From the moment I stepped into this 16-seat bistro just off the Canal Saint-Martin, I was in love: with the mismatched glasses, the homey ambiance, the 90s-grooving tunes, and the short-and-sweet chalkboard menu of four appetizers, four mains, a cheese plate, and dessert from Claire Grumellon, who was in the kitchen that evening, though apparently she tag-teams with co-owner Geffrey Valot.
But this place isn’t all about vibes – far from it. The food delivered, beginning with this plate of braised fennel à la grenobloise (8 euros). Tender fennel danced with a buttery grenobloise sauce studded with capers and crispy croutons. There was a welcome kick of acidity from the lemon and fresh herbs that kept it from feeling in any way stodgy. A truly delicious dish of simple, seasonal ingredients perfect for the end of winter. (Is winter ending any time soon?)
Egg-mayo seems to be a staple at Le Vaillant, if Instagram is to be believed. The iteration on the menu on our visit was paired with smoked herring (8 euro), which appeared not just as a garnish atop each perfectly cooked egg half but also seemed to be infused into the generous mayonnaise. Those buttery croutons offered some welcome texture, and pretty carrot flowers and more fresh herbs lent a pop of color.
I couldn’t help but order the house-made pâté en croute, when I saw that it was studded with both boudin and apples (20 euros). It didn’t disappoint: Perfectly seasoned chunks of pork and black pudding benefitted from the sweetness of just the right dose of apple, all encased in some of the butteriest pastry I’ve ever had the pleasure of trying. That jumble of greens in the corner married baby arugula with tarragon for loads of peppery flavor to offset the richness, and a pile of pickled mustard seeds added just the right spiced, bitter note. I left some of my potatoes behind, but that was mainly so that I could save room for dessert.
But before we get there, can I get a standing ovation for one of the most creative vegetarian mains I’ve seen in a very long time? Massive roasted shallots stuffed with mushroom paste were settled atop a thick Comté cream. (20 euros)

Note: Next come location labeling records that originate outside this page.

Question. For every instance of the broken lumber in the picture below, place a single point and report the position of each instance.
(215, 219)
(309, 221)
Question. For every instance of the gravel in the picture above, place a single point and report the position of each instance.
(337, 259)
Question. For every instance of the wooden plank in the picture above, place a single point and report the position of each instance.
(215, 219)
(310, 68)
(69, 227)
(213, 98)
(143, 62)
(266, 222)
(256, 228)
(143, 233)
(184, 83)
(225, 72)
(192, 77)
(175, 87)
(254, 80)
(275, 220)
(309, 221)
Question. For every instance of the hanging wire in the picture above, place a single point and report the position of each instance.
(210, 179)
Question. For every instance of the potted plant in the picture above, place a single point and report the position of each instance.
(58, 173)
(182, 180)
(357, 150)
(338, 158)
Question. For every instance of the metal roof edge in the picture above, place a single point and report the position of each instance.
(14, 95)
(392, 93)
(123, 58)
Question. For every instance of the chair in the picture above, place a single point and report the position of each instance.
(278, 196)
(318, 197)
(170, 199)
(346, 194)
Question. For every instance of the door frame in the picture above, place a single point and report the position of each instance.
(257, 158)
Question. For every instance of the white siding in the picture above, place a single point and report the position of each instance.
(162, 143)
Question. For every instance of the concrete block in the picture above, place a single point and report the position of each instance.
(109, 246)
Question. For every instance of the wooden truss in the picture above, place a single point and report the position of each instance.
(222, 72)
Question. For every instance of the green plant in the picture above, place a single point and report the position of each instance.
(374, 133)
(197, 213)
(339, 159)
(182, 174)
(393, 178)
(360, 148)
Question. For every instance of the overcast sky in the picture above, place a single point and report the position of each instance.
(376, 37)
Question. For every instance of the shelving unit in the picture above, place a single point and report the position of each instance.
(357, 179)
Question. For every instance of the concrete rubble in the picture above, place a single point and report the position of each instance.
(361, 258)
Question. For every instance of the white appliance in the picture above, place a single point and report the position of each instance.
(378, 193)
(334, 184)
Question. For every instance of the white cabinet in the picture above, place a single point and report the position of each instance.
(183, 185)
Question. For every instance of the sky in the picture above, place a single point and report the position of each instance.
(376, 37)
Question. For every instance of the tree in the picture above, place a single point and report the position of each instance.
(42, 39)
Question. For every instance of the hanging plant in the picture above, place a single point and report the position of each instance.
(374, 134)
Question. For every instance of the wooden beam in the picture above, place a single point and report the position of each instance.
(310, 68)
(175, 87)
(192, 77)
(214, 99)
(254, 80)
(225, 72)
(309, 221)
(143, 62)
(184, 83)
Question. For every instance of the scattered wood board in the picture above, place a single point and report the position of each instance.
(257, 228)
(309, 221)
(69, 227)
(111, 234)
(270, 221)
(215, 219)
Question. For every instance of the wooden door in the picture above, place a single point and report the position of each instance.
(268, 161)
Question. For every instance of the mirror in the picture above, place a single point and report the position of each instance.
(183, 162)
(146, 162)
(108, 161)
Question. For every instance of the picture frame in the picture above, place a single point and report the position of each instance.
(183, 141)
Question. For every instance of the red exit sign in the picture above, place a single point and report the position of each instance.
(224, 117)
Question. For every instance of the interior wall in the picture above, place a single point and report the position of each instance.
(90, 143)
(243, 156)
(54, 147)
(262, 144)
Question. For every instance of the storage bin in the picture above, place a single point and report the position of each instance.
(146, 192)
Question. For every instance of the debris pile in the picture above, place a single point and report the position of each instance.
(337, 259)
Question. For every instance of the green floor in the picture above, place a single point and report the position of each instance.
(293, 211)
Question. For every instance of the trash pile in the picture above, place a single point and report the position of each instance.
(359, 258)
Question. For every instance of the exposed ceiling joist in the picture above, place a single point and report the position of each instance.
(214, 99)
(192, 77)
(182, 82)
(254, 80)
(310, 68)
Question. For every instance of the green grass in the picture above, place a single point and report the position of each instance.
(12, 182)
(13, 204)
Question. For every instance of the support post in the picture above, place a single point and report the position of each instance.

A savory, buttery crumble and even more fresh herbs added texture and nuance to this dish, which was served in the perfect diminutive portion considering its richness. Truly exquisite.

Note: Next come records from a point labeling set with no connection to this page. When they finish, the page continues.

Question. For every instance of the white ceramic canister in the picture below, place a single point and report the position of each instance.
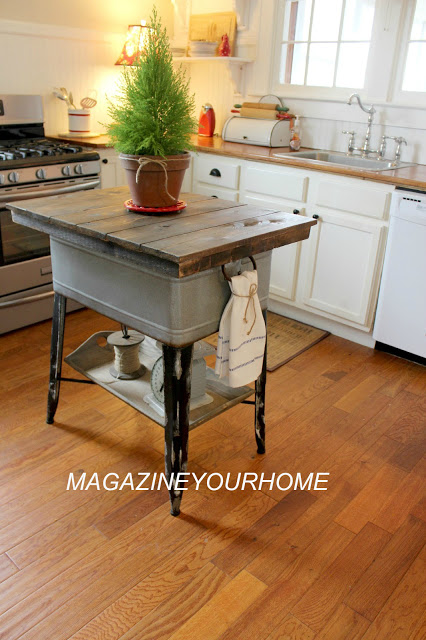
(79, 120)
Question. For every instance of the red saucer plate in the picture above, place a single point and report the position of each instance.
(175, 207)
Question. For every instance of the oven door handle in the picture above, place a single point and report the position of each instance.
(24, 300)
(82, 186)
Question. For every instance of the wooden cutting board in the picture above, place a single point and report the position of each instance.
(212, 26)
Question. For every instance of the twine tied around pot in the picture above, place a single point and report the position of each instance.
(252, 292)
(162, 163)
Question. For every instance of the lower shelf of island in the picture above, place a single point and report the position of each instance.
(94, 358)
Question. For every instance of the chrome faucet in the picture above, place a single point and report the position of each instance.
(365, 149)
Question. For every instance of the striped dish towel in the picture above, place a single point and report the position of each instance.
(242, 333)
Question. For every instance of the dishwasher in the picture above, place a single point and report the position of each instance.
(400, 325)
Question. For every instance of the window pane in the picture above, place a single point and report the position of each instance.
(321, 65)
(326, 21)
(303, 19)
(414, 79)
(293, 62)
(297, 16)
(352, 64)
(358, 20)
(418, 31)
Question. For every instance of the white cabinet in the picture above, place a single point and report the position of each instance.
(336, 273)
(285, 260)
(343, 266)
(216, 176)
(272, 180)
(217, 171)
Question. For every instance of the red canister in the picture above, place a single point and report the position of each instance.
(207, 121)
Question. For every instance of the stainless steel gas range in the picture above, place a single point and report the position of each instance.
(32, 166)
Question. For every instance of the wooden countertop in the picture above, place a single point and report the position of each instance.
(411, 177)
(210, 232)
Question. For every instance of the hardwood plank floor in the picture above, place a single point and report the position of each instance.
(343, 564)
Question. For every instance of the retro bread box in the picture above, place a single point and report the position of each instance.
(265, 133)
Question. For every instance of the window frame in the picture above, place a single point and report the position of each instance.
(305, 91)
(397, 95)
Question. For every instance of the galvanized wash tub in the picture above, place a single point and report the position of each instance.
(176, 311)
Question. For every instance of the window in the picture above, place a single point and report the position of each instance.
(413, 79)
(325, 43)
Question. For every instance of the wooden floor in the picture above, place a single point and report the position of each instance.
(96, 565)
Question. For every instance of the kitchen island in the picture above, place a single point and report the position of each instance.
(163, 276)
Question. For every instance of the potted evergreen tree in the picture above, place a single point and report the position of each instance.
(152, 122)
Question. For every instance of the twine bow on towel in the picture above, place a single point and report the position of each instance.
(252, 292)
(162, 163)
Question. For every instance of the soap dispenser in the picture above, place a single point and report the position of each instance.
(295, 141)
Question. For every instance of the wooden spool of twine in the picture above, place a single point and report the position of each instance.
(126, 365)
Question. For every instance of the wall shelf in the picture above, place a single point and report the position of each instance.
(211, 59)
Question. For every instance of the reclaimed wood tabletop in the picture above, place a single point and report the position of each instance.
(208, 232)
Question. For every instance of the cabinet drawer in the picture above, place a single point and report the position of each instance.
(355, 197)
(277, 182)
(216, 192)
(217, 171)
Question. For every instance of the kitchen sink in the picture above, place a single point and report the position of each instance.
(344, 160)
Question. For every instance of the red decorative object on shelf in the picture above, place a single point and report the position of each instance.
(224, 47)
(207, 121)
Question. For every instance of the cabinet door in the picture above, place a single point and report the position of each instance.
(285, 260)
(344, 262)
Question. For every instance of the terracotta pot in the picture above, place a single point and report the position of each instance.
(150, 188)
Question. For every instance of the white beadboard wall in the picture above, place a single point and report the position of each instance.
(52, 56)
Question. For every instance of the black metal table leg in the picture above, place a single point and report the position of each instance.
(56, 347)
(177, 392)
(259, 410)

With just two dessert options, one of which was chocolate mousse, it wasn’t hard to pick a slice of this tarte tatin (8 euros) served with vanilla chantilly. Rather than the apple quarters I’m used to in this, perhaps my favorite classic French dessert, this tarte was made with thinly sliced apples burnished to just this side of burned. Richly caramelized with a welcome bitter note to offset the rich sweetness, the only mistake I made was in opting to share a portion.
This adorable bistro is currently just steps from my home, and I fully intend on reaping the benefits for as long as I’m able. I cannot wait to see where this talented couple land next!